The average wait time for non-urgent treatment is 14 weeks — significantly higher than the median pre-COVID wait of eight weeks in December 2019, the BMA data show.
Analysis by the U.K.'s Office for National Statistics shows more than 1 in 10 job vacancies posted online in December were in health care — more than in any other sector in the country's economy.
"For the last 15 years, our nurses' pay and doctors' pay has dropped by 30%," Dr. Andrew Meyerson, an emergency room doctor, told CBS News in January. "We have half of our hospital setting up food banks for NHS staff. … We just can't afford to live."
There have been some improvements recently, with patients waiting less time for ambulances and receiving faster emergency care in January compared to December 2022, according to the most recent NHS data.
Olha, another Ukrainian refugee, told CBS News she had returned home multiple times for health care appointments since the war began.
"It has become a meme amongst the Ukrainians living in the U.K., but the reality of undiagnosed diseases due to lack of accessibility to the NHS is scary," she said.
Maiia left Kyiv not long after the war started and found refuge in east London. In December, she experienced "very strong pain simultaneously in my ears, teeth, and near my eye," and she tried to get treatment from her local NHS doctor.
Despite multiple attempts, she said she was unable to get a face-to-face appointment with a doctor. Over-the-counter painkillers didn't help, so she decided to go to the emergency room as "the pain was so strong that I could not bear it."
After a four-hour wait, she was handed more over-the-counter painkillers despite insisting to staff that she had already tried them.
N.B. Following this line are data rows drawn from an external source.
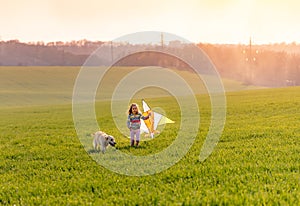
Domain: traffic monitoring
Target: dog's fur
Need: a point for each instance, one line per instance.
(102, 140)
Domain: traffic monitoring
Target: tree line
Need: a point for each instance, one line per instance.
(263, 65)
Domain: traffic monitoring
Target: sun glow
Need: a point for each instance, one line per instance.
(215, 21)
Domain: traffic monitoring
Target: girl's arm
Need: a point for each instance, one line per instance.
(146, 117)
(128, 123)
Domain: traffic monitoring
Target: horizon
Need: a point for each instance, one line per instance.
(199, 21)
(94, 41)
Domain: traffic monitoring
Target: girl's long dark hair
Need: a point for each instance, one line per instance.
(130, 108)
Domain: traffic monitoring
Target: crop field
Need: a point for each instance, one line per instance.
(42, 161)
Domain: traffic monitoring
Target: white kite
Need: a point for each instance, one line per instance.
(149, 125)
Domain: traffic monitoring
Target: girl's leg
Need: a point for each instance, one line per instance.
(131, 138)
(138, 132)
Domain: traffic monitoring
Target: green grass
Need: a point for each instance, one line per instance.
(256, 161)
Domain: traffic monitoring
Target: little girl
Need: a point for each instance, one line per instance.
(134, 123)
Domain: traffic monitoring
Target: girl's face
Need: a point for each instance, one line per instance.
(134, 110)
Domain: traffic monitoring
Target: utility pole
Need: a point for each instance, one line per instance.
(250, 60)
(162, 40)
(112, 51)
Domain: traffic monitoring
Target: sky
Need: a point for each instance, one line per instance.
(207, 21)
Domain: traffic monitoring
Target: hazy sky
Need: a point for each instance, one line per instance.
(213, 21)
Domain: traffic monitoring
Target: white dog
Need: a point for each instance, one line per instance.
(102, 140)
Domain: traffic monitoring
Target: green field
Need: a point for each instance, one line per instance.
(42, 162)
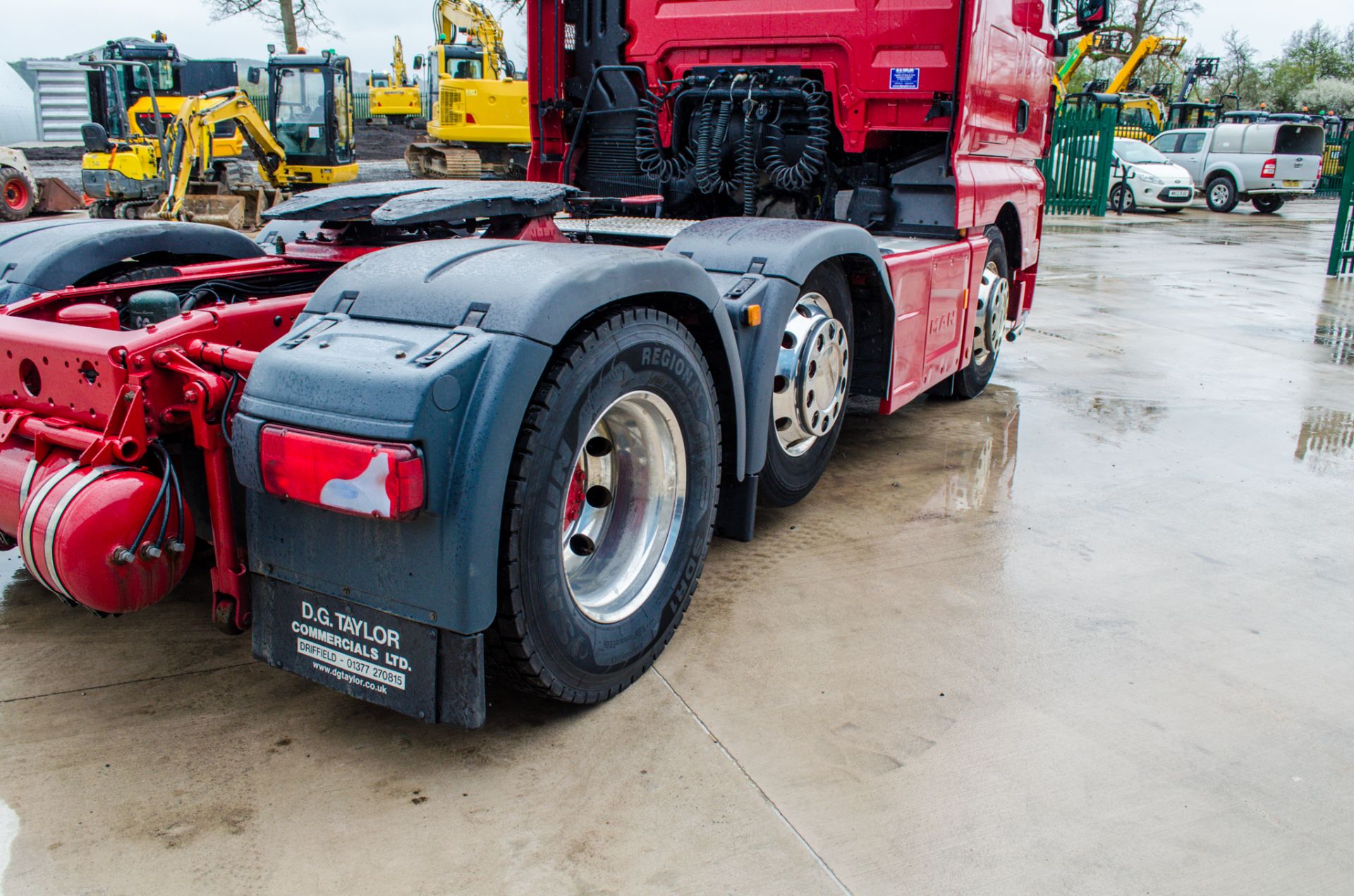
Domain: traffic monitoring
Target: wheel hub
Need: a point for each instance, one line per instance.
(812, 375)
(996, 314)
(16, 194)
(625, 508)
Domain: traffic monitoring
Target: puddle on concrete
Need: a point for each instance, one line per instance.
(981, 470)
(1336, 322)
(8, 830)
(1121, 415)
(17, 587)
(1326, 439)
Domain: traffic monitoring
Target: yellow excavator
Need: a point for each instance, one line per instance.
(480, 111)
(135, 90)
(391, 95)
(1142, 114)
(307, 141)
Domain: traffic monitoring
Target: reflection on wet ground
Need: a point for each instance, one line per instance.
(928, 677)
(1326, 439)
(1336, 322)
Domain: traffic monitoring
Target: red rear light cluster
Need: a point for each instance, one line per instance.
(347, 475)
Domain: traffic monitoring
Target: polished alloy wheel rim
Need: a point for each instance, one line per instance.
(809, 393)
(16, 194)
(627, 496)
(996, 310)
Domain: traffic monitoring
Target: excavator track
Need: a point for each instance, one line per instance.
(443, 161)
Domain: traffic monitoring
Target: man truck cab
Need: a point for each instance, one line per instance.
(439, 426)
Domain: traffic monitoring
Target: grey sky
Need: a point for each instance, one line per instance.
(59, 27)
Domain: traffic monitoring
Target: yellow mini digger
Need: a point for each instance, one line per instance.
(307, 141)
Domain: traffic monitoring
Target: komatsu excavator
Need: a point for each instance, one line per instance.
(307, 141)
(390, 94)
(478, 125)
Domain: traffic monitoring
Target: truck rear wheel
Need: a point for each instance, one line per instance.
(994, 298)
(1221, 194)
(609, 508)
(18, 194)
(809, 394)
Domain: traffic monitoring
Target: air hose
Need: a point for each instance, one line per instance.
(799, 176)
(649, 149)
(710, 140)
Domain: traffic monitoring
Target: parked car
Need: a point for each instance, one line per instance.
(1267, 163)
(1145, 179)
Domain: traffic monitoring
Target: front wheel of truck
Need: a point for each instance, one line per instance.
(609, 508)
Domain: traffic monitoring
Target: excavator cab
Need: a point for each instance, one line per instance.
(310, 116)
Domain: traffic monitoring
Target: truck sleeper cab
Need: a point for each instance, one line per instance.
(472, 429)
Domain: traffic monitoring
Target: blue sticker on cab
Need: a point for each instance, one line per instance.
(905, 79)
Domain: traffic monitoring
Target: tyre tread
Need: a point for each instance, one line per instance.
(509, 654)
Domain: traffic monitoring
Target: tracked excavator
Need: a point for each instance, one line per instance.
(391, 95)
(478, 126)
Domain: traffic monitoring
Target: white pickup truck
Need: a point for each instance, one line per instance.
(1264, 163)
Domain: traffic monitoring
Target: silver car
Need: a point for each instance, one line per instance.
(1264, 163)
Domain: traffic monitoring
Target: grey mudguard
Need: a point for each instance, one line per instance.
(440, 344)
(764, 262)
(774, 247)
(51, 254)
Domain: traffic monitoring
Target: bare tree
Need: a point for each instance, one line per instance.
(1143, 18)
(293, 19)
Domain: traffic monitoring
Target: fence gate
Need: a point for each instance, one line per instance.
(1333, 169)
(1078, 168)
(1342, 250)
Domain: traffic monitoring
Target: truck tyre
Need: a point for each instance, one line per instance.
(1221, 194)
(810, 388)
(18, 194)
(993, 324)
(609, 508)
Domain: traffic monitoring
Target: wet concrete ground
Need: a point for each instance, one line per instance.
(1087, 634)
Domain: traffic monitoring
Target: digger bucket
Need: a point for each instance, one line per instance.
(224, 211)
(54, 197)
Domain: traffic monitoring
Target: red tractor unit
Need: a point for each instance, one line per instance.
(422, 429)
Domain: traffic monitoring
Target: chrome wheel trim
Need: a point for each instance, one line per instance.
(996, 310)
(625, 507)
(809, 393)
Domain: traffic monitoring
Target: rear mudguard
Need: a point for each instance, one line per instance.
(764, 262)
(440, 344)
(49, 254)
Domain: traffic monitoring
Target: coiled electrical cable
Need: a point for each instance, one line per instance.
(799, 175)
(654, 160)
(710, 142)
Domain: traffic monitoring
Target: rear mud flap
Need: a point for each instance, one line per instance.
(420, 670)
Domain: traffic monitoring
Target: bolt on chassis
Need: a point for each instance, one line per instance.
(429, 428)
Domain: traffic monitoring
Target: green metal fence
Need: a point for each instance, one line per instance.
(1078, 168)
(1342, 248)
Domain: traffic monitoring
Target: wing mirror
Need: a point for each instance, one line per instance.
(1092, 14)
(95, 138)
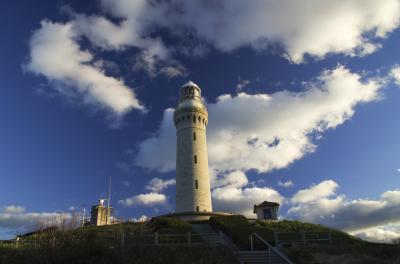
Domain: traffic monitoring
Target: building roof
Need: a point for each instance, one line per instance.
(190, 83)
(266, 203)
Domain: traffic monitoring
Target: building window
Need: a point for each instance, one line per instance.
(267, 213)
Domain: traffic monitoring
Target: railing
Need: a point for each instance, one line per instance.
(269, 247)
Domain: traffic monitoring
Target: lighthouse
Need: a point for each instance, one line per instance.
(192, 176)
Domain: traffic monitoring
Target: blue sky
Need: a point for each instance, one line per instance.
(311, 100)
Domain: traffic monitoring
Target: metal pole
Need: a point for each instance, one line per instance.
(83, 217)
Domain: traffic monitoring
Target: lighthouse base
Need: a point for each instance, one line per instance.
(195, 216)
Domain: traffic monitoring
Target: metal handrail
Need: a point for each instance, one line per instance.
(270, 247)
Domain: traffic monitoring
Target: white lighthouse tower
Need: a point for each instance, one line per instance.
(192, 178)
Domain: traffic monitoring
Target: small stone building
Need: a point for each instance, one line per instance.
(100, 214)
(266, 211)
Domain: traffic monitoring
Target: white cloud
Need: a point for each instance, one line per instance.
(146, 199)
(336, 210)
(315, 27)
(233, 179)
(285, 184)
(238, 139)
(142, 218)
(55, 54)
(383, 234)
(158, 185)
(241, 85)
(13, 209)
(395, 74)
(172, 71)
(324, 189)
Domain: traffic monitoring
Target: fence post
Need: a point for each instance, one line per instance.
(276, 238)
(303, 236)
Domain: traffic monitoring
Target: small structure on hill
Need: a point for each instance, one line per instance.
(266, 211)
(100, 214)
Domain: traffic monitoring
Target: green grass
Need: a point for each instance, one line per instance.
(239, 229)
(95, 254)
(119, 244)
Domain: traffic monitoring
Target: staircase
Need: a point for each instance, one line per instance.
(269, 256)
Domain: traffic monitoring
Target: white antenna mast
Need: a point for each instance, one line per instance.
(109, 194)
(83, 216)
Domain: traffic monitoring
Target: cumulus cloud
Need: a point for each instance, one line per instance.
(55, 54)
(146, 199)
(266, 132)
(383, 234)
(315, 27)
(142, 218)
(285, 184)
(315, 192)
(158, 185)
(332, 209)
(13, 209)
(395, 74)
(15, 220)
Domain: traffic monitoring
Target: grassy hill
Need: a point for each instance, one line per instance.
(134, 243)
(343, 247)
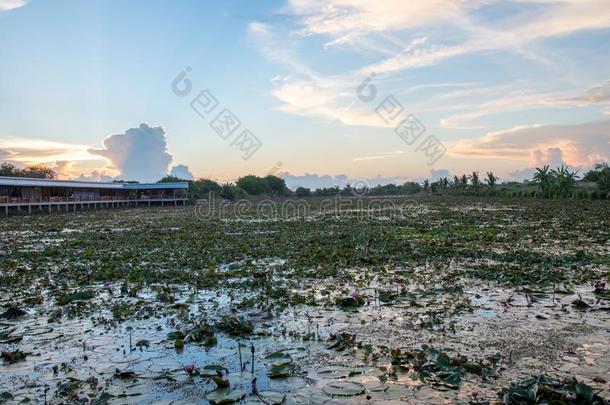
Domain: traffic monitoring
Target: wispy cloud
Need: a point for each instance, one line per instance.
(6, 5)
(580, 145)
(384, 155)
(33, 151)
(599, 94)
(353, 22)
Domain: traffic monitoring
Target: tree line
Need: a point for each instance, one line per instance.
(560, 182)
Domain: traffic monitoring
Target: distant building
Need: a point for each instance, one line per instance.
(18, 193)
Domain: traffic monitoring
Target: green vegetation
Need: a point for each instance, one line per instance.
(36, 171)
(403, 303)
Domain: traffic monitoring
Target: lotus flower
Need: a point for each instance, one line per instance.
(190, 369)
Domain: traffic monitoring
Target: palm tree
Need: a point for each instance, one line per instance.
(544, 179)
(464, 180)
(491, 180)
(475, 181)
(564, 180)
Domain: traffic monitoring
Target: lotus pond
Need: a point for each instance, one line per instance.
(450, 301)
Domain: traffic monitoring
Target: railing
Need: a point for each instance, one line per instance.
(15, 200)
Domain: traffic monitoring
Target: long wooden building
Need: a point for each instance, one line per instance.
(18, 194)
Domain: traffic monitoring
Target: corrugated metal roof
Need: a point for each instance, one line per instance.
(29, 182)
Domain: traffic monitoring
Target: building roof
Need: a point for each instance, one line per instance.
(30, 182)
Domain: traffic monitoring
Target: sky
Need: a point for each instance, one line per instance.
(319, 92)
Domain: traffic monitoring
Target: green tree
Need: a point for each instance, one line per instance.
(36, 171)
(600, 175)
(544, 178)
(231, 191)
(302, 192)
(253, 185)
(276, 185)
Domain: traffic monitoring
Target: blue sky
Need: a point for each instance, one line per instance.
(501, 85)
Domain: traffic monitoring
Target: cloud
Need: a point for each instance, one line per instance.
(6, 5)
(596, 95)
(385, 155)
(137, 154)
(439, 174)
(314, 181)
(37, 151)
(182, 172)
(579, 145)
(100, 176)
(453, 28)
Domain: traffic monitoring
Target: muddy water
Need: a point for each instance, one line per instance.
(114, 347)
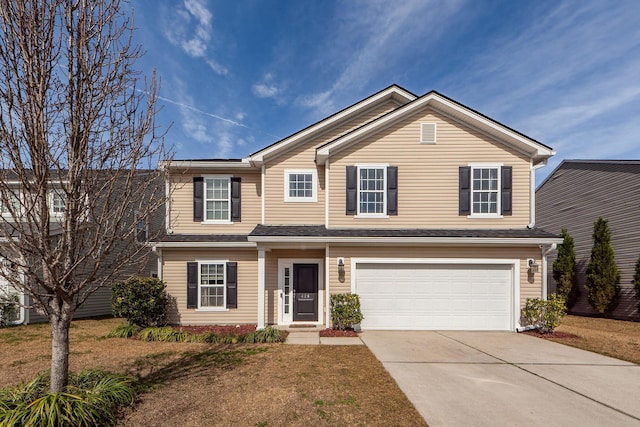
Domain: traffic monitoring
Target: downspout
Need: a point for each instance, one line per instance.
(532, 194)
(545, 250)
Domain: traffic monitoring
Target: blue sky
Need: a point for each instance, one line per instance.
(239, 75)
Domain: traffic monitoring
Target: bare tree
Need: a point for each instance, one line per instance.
(79, 151)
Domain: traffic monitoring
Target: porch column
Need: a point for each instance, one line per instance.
(261, 288)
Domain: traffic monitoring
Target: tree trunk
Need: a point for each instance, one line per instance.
(60, 324)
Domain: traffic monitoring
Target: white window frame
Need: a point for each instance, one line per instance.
(314, 185)
(498, 167)
(59, 192)
(204, 200)
(6, 213)
(382, 214)
(435, 133)
(224, 285)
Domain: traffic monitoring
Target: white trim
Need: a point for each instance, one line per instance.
(384, 168)
(206, 164)
(362, 105)
(224, 286)
(438, 102)
(288, 262)
(239, 245)
(204, 200)
(314, 185)
(327, 291)
(514, 320)
(327, 168)
(498, 167)
(435, 133)
(167, 204)
(509, 241)
(262, 197)
(261, 289)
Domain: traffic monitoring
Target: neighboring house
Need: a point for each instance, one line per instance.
(418, 204)
(573, 196)
(99, 302)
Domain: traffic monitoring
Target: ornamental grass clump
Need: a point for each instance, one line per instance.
(92, 398)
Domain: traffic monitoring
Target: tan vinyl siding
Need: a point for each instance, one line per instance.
(428, 175)
(302, 156)
(530, 287)
(181, 204)
(271, 277)
(175, 276)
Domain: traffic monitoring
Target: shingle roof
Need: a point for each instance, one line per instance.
(322, 231)
(204, 238)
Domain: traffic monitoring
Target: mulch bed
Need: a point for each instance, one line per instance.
(338, 333)
(239, 330)
(555, 334)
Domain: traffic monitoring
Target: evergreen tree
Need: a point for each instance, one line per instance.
(564, 269)
(603, 276)
(636, 281)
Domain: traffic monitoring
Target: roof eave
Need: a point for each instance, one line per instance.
(499, 241)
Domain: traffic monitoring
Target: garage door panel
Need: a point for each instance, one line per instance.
(435, 296)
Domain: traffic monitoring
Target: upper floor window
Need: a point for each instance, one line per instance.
(371, 190)
(217, 199)
(485, 190)
(58, 202)
(11, 205)
(300, 185)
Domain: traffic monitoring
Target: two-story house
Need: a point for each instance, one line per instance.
(15, 202)
(422, 206)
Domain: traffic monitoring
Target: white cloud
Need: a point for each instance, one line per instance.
(190, 28)
(266, 88)
(367, 37)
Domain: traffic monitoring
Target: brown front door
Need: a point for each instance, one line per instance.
(305, 288)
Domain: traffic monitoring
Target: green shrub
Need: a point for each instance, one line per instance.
(91, 398)
(603, 276)
(143, 301)
(268, 334)
(545, 315)
(345, 311)
(124, 331)
(9, 306)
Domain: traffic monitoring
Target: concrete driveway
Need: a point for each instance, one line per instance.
(507, 379)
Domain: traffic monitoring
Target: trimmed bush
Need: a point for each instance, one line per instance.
(603, 276)
(345, 311)
(545, 315)
(142, 301)
(92, 398)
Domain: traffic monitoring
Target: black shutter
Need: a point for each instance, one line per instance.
(192, 285)
(232, 285)
(464, 190)
(352, 190)
(392, 190)
(235, 198)
(506, 192)
(198, 199)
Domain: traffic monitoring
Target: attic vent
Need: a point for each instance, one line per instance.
(428, 133)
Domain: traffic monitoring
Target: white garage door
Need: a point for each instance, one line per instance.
(435, 296)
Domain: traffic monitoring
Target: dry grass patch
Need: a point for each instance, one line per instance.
(615, 338)
(211, 384)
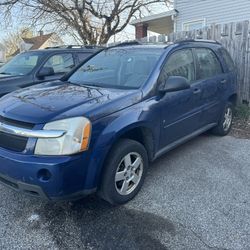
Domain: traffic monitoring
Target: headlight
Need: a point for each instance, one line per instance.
(75, 140)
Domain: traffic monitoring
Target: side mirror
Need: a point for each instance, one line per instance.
(45, 71)
(174, 83)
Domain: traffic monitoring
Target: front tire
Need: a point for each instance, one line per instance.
(225, 123)
(124, 172)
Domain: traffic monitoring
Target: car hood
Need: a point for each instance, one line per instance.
(58, 100)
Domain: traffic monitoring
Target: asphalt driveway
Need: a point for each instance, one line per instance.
(196, 197)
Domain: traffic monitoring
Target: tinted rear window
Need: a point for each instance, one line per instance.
(228, 60)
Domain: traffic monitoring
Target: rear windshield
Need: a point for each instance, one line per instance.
(118, 68)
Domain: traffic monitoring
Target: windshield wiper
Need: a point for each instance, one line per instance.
(86, 84)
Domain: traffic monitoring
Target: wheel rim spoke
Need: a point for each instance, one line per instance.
(228, 119)
(136, 163)
(129, 173)
(120, 176)
(135, 179)
(127, 160)
(124, 188)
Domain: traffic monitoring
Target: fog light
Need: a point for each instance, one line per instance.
(44, 175)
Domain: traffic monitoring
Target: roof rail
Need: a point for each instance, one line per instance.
(196, 40)
(76, 47)
(127, 43)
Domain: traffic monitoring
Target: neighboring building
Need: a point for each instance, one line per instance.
(196, 14)
(2, 53)
(39, 42)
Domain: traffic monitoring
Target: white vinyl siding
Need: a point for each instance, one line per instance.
(213, 11)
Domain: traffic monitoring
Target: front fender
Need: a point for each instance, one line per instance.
(112, 128)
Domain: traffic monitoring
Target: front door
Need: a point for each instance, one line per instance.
(213, 83)
(180, 110)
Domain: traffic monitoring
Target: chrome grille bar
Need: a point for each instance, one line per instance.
(30, 133)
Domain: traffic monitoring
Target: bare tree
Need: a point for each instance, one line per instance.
(13, 39)
(93, 21)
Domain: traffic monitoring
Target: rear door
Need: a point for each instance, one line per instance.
(61, 63)
(212, 81)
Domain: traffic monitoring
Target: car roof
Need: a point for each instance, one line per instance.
(54, 50)
(139, 45)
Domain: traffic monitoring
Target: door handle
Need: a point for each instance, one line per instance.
(197, 91)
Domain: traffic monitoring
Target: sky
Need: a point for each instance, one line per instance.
(127, 34)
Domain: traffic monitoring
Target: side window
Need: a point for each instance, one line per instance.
(208, 64)
(180, 63)
(61, 63)
(228, 60)
(83, 56)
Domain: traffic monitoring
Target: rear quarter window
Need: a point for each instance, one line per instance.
(228, 60)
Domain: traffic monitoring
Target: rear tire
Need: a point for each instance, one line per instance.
(226, 120)
(124, 172)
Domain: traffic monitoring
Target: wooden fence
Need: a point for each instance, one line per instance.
(236, 39)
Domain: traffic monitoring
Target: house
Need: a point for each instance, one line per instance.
(2, 53)
(190, 15)
(39, 42)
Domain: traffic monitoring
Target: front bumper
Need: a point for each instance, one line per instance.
(53, 178)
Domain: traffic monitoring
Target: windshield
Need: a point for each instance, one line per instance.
(21, 64)
(117, 68)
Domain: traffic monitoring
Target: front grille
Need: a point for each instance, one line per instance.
(15, 123)
(13, 142)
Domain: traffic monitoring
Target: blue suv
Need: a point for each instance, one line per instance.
(98, 128)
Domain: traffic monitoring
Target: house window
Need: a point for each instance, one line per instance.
(193, 25)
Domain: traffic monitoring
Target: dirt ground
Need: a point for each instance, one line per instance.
(241, 128)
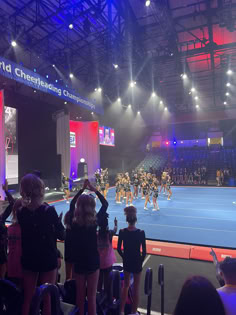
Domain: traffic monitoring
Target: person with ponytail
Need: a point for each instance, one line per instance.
(132, 239)
(84, 244)
(40, 229)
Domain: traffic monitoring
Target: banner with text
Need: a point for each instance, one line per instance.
(19, 73)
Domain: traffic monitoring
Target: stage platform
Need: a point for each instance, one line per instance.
(194, 218)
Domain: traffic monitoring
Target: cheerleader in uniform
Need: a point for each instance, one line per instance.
(155, 192)
(146, 192)
(163, 182)
(136, 185)
(128, 192)
(103, 187)
(168, 187)
(118, 191)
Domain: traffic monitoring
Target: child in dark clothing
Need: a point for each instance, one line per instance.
(132, 239)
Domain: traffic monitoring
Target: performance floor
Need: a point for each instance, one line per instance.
(194, 215)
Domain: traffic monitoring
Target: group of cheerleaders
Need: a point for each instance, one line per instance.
(128, 188)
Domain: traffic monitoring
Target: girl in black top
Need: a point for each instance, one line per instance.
(3, 231)
(132, 239)
(84, 246)
(40, 228)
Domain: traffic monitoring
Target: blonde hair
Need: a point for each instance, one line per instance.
(17, 206)
(131, 215)
(85, 214)
(32, 189)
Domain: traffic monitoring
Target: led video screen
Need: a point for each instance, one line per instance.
(106, 136)
(11, 145)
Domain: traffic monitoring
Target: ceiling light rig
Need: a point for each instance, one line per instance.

They still didn't help.
Maiia expressed praise for the fact that Britain's universal health care system is accessible to everyone and free at the point of care, including to herself and other refugees, but she "decided that the best option would be to go to Ukraine and see the doctors there."
After a dangerous trip to Ukraine, driving from Poland to Kyiv, Maiia was referred to a local dentist who quickly diagnosed the problem. The pain was coming from pulpitis, a condition where the innermost tissue in your tooth becomes inflamed. A Ukrainian doctor extracted her tooth almost immediately.
Mariia Kaschenko, Anhelina Shamlii and Victoria Stepanets contributed to this report.